06-08-2010 01:08 PM
With a PIX 6.x I have the following command entered
isakmp keepalive 15
With this, should I expect a remote host to be 'alive' based on this 15 second keepalive? It takes one ICMP timeout before the remote host answers, this is after some time of inactivity. The remote side is a Cisco IOS device - not sure of the version.
Thanks,
Dan
06-08-2010 01:15 PM
Dan,
The ''isakmp keepalive 15'' command is going to allow the PIX to torn down the tunnel if not receiving an answer from the other peer.
Normally, the ISAKMP SAs will be torn down after the SA lifetime expires (but in some cases this causes problems because the tunnel goes down and the other side has no way to know it until the SA lifetime expires).
So, the ''isakmp keepalive 15'' will allow the PIX to monitor the health of the other VPN peer and detect that no response is received after 15 seconds of being idle and torn down the tunnel.
Federico.
06-08-2010 01:44 PM
It sounds like I have a misunderstanding of what ISAKMP Keepalives are be used for. Keepalives actually detect traffic and shutdown the tunnel not keep it open so no re-negotiation has to happen.
So it doesn't keep the tunnel "alive" but actually lets it know when it is ok to timeout the SA.
What should my expectations be for acessing a remote host through the VPN with no timeouts from the first PING request?
Is the keepalive actually closing the tunnel prematurely?
Thanks,
Dan
06-08-2010 01:48 PM
The keepalives indeed are to monitor the other peer's health.
The ISAKMP keepalives won't keep the tunnel alive.
There has to be interesting traffic through the tunnel, for the tunnel to continue up.
Regarding your question...
You're connecting remotely via VPN and when you PING an inside host the're ''no timeouts from the first PING request''?
That means all PING packets are succesful? Please explain the last part.
Federico.
06-08-2010 01:56 PM
Frederico,
Thanks for clarifying the use of keepalives.
We typically see the FIRST PING to the remote host result in a timeout if there has been no traffic in some period of time.
security-association lifetime seconds 86400 kilobytes 4608000
Should I expect the connection to the remote host be responsive (read = no renegotiation of the tunnel) if I have sent traffic within 86400 seconds?
Thanks,
Dan
06-08-2010 02:02 PM
Yes,
The tunnel should stay up for 86400 seconds if idle.
If there are ISAKMP keepalives, then the tunnel will be torn down much more quickly (because it won't have to wait until the lifetime expires).

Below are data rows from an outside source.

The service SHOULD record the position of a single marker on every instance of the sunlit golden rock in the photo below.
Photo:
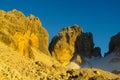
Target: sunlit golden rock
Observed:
(22, 33)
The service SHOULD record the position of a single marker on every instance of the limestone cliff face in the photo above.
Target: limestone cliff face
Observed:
(23, 33)
(72, 42)
(62, 46)
(114, 44)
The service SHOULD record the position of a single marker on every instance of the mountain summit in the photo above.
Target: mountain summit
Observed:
(24, 53)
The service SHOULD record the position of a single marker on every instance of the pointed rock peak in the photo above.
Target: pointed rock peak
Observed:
(72, 29)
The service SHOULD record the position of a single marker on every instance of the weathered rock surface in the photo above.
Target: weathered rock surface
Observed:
(114, 45)
(23, 33)
(72, 41)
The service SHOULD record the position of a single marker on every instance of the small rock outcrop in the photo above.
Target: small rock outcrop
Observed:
(70, 42)
(23, 33)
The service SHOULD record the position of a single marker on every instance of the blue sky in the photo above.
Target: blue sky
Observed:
(101, 17)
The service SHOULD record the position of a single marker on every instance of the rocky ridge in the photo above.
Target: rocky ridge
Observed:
(21, 33)
(72, 42)
(24, 53)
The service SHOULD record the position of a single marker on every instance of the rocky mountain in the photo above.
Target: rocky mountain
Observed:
(71, 43)
(26, 35)
(111, 61)
(21, 33)
(24, 53)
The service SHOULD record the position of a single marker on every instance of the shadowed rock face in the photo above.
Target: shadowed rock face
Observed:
(70, 42)
(23, 33)
(114, 45)
(62, 46)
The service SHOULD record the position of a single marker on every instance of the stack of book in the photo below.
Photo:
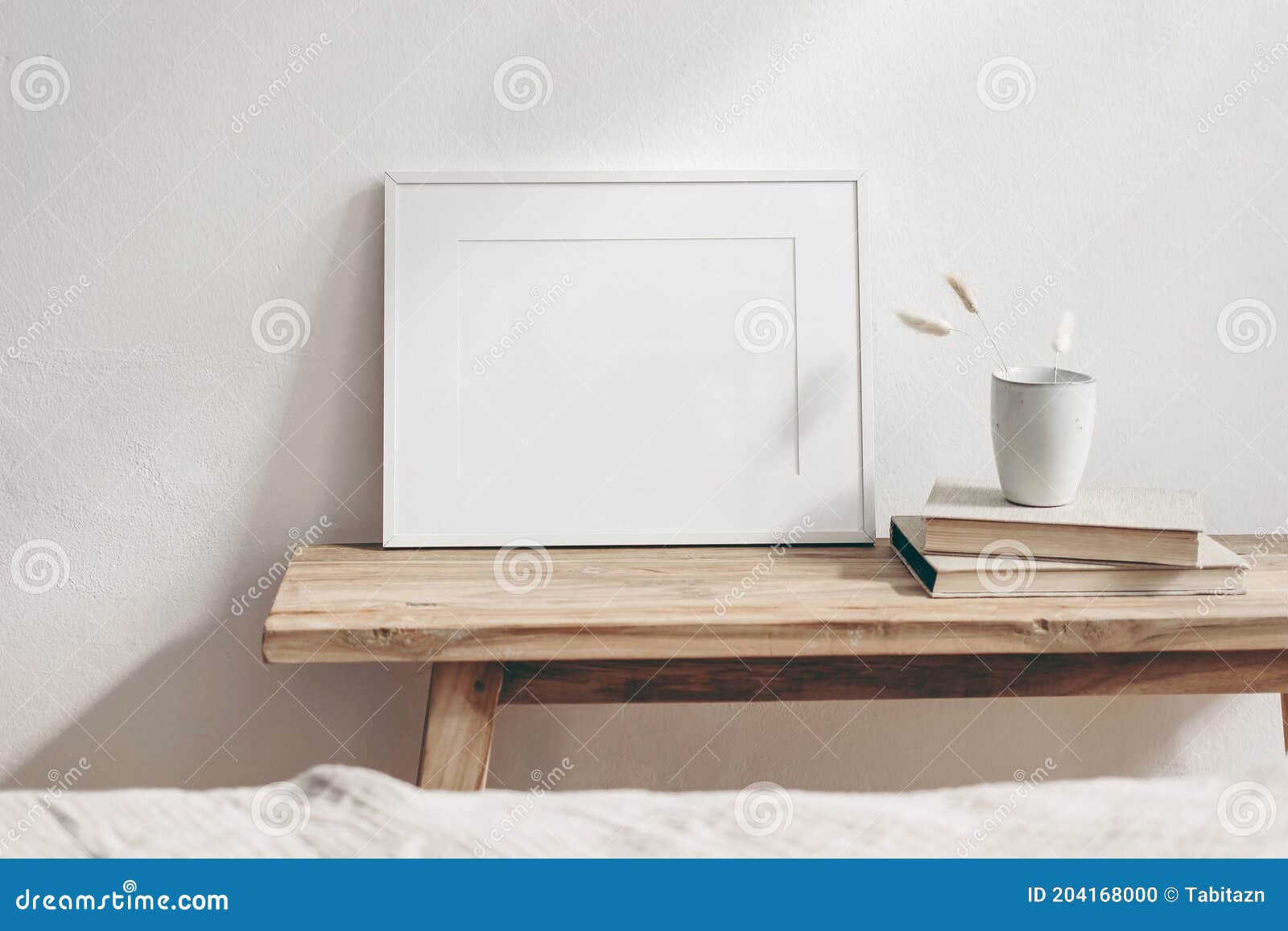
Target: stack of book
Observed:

Also, assuming there has been no other event that brought down the tunnel on either side.
Federico.
06-08-2010 01:54 PM
To Federico's point above, the isakmp keepalive command actually has two components. The first value indicates the interval at which the PIX will send a keepalive message to its peer. In your case this value is every 15 seconds. The second value is the retry interval which by default is 2 seconds but can be configured up to 10 seconds. During the phase 1 negotiation, the peers will identify to each other whether or not they support the keepalive mechanism. If they do, they will use the keepalive as a hello/ACK mechnaism in order to identify possible issues with the peers themselves or the transit path in between. After sending a series of unanswered hellos, the PIX will assume the peer is no longer available and time the SAs out of the SADB.